There’s a fair deal of outrage among Green’s colleagues that the police might act in this way – and rightly so. We saw the same on Fleet Street when journalists were targeted with intrusive police powers, then left in a legal limbo on police bail, sometimes for years. But this isn’t just about MPs, just as the previous example wasn’t just about journalists.
There’s a wider lesson about the need to ensure individuals’ privacy and liberty is properly protected.
If someone like a Minister of the Crown can experience something like this, then you can be sure people with less influence, prominence and resources are far more vulnerable to abuses of power.
Any MPs concerned about the way Green is being treated should think on the experience next time they are asked to approve further extensions in police investigatory powers and further restrictions on privacy – the idea such measures will never be misused is clearly erroneous."
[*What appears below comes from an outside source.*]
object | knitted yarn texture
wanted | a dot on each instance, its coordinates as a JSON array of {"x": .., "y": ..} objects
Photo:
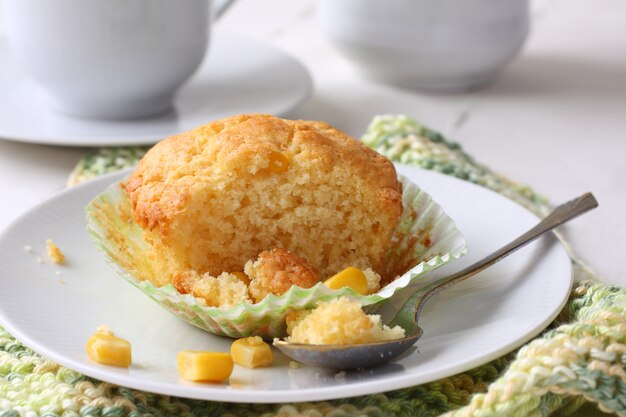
[{"x": 579, "y": 361}]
2) Dan Hodges at the Mail writes about a cynical vendetta against Damian Green here.


Conclusion

If there had been a case to answer against Damian Green at the time of his arrest, it would have been for the courts to decide whether that case was valid. For former police officers  who had been involved in an investigation to try to wreck the career of a cleared suspect nearly a decade after the original investigation because they think he did something legal which they disapprove of and which is not relevant to the original charged, is no recipe for justice or for the rule of law. 
It is exactly what former US President John Adams was trying to get away from when he said that he wanted his country to have "a government of laws and not of men."